I wanted to yell - COME BACK!!! But all that was left was a "Beep."

Kindle Customer on Amazon wrote:

Mr. Pinckney's writing reminds me of Raymond Carver the master of short story telling. A man who knew when to leave the literary building and call it quits, but I on the other hand am reminded of a coloric filled container of Ben&Jerry's. I close my eyes and savor each and every delectable mound, and before I know it I'm raking and scrapping at the bottom of the cardboard, longing for one last knowledgeable peek of voyuerism into the couple's on again/off again affair.

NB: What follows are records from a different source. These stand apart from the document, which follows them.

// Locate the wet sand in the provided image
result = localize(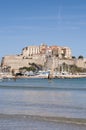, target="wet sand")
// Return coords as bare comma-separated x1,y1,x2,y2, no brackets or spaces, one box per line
0,114,86,130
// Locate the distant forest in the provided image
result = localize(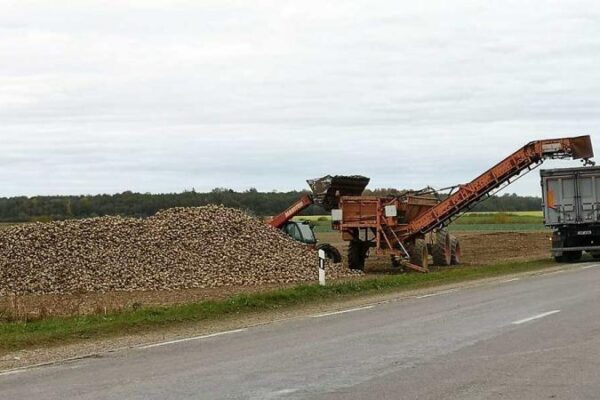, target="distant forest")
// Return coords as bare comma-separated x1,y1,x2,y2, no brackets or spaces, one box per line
0,189,542,222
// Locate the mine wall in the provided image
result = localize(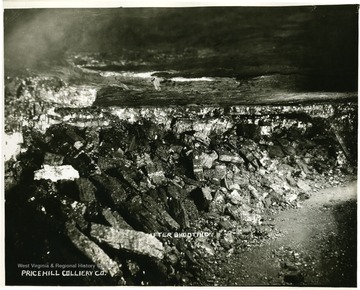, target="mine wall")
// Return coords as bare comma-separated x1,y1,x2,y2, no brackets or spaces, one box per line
5,75,358,285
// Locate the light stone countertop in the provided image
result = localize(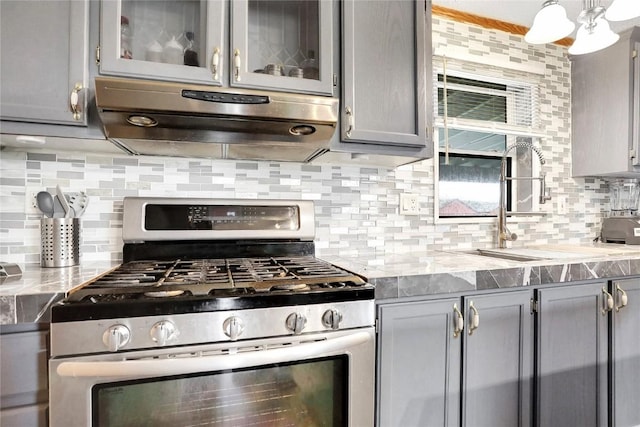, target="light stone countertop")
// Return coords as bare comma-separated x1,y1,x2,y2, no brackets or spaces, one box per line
0,262,119,325
324,243,640,301
0,244,640,325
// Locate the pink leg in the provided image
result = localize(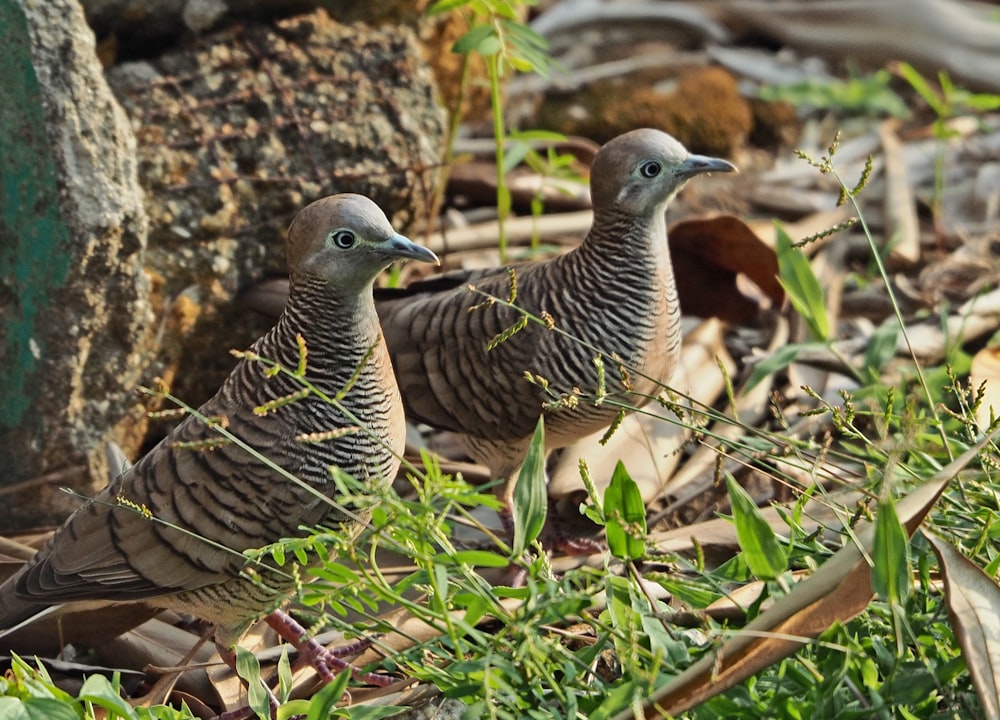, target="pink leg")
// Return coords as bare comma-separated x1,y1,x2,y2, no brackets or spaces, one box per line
264,610,394,687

Earline Jones is her own woman, comfortable and confident in her own skin, perhaps a little bit too comfortable. Teddy and Earline play a verbal, sexual game of cat and mouse underneath a canopy of steamy, southern sun with a seductive bowl of strawberry ice cream that stands between their past and panting future. A frozen delight that does double duty, serving also as a romantic time clock. Mr. Pinkney did a helluva job giving us a good sense of time and place. I could just about feel the heat of the sweltering day, and the traffic bustling and buzzing. I see great things in this young and gifted writer's future. I anxiously await his next short story, or perhaps he'll be generous enough to honor his readers with a full blown novel.

Angelia Vernon Menchan on Amazon wrote:

Cardinal Rule is a short story about long time lovers, who meet for ice cream and milk shakes on their 20th anniversary. The story is short but languid and reveals quite a bit about the characters. I would have loved a bit more.

Dera R Williams on Amazon wrote:

Language use and timing are key to this short story. Theodore and Earline engage in a banter of love and war all too familiar to anyone who has dared to love hard.

Midnight Red on Amazon wrote:

The Cardinal Rule is a story about lovers, meeting up to share ice cream and celebrate their 20th anniversary. The story was very short yet the characters were developed. The information was included afterwards was indepth.